アヤが理解しているかどうかは分からないが、理由を聞くと納得したかのように毎回下を向いて黙り込んだ。

貴浩は借金を背負っているものの、責任感のある真面目な男だった。平日の昼間は工場で働き、それを終えるとその足で飲食店のアルバイトに向かった。休日ももちろんアルバイトに使った。妻の美佐も子育てと仕事を両立した。

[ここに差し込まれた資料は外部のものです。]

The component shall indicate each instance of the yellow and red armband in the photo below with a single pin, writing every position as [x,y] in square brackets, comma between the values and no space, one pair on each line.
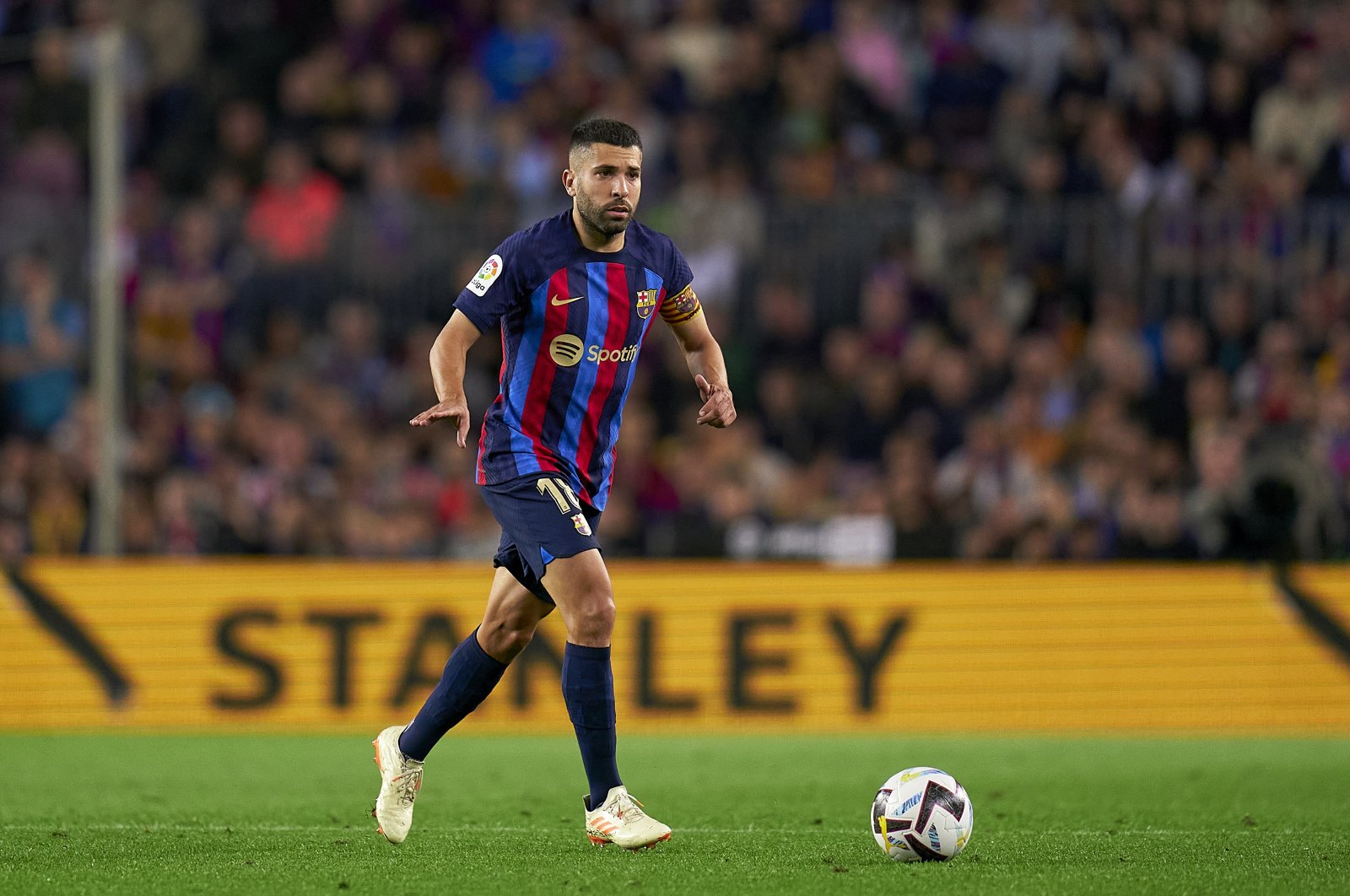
[682,306]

2人もまだ35歳だったので、体力があるうちは時間の許す限り働いた。1日でも早く借金を返してアヤにお腹いっぱいご飯を食べさせてやりたかった。

しかしアルバイトの時間が増える分だけ、家族との時間は減っていった。アヤと会話をするのは週に1回ほどだった。

「今日ね。けんた君とたいき君が喧嘩して先生に怒られてた!」

「喧嘩はダメだね。怖くなかった?」

「ぜんぜん大丈夫!」アヤは貴浩と顔を合わせる度に、保育園であったことを熱心に語ってくれた。

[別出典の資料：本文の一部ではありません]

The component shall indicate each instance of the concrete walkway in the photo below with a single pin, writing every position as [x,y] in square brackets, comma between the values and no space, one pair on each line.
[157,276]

そんなある日、竹本と名乗るスーツを着た男性が我が家を訪ねてきた。銀行員だろうか。しかしその割には銀行員らしい生真面目さが伝わってこない。ただ、風格のようなものはひしひしと伝わってくる。竹本は50代前半のように見えた。

「秋元貴浩さんですか?」

「はい、そうですけど」

「お話したいことがありまして、お邪魔してよろしいですか?」

「まぁ、大丈夫です。狭いですけど・・・」どうぞ、どうぞと言いながら、竹本を散らかっているリビングに招き入れた。

「お茶でも飲まれますか?」

「いえいえ、大丈夫です」竹本は両手を振って断った。

よかった。我が家ではお茶も節約して飲んでいるのだ。金欠の原因はいつも予定外の支出だった。

「それでなんですか?」貴浩は竹本の前に座った。

「単刀直入に申しますとね、娘さんをいただけませんか。20億円で」

「え?」この人が今なにを言ったのか貴浩には理解出来なかった。

「20億円払うので娘さんをいただきたいのです」

「なぜですか?」

「秋元アヤさんを世界一の歌姫にしたいのです。アヤさんには素質がある」

素質?なんでそんなことがこの人に分かるのだ。

「竹本さんあなた何者なんですか?名刺はあるんですか」

「あぁ、失礼。慣れていないもので。どうぞ」そう言って竹本は名刺を渡してきた。『シンガードリーム 代表取り締まり役 竹本章』と書いてある。なんだか怪しいな。質問が山ほどあるが、どこから手を付けていいのか分からなかった。

「質問がどうぞ。それとすぐに答えを出せとは言いません。焦らず奥様と相談してください」

「20億なんて本当に用意できるんですか?」

「そう言われると思いまして私名義の通帳を持ってきました」そう言って竹本は通帳を貴浩に見せた。そこにはちょうど20億円があった。しかしだからと言って竹本の言うことがいまいち信用できなかった。

「このお金はなんのお金ですか?はっきり言ってとても怪しいです」

「これはシンガードリームのお金ですよ。真っ白といっても良いです。ただアヤさんをお金でいただくのは真っ黒なので内緒でお願いします」竹本が嘘をついているようには見えなかった。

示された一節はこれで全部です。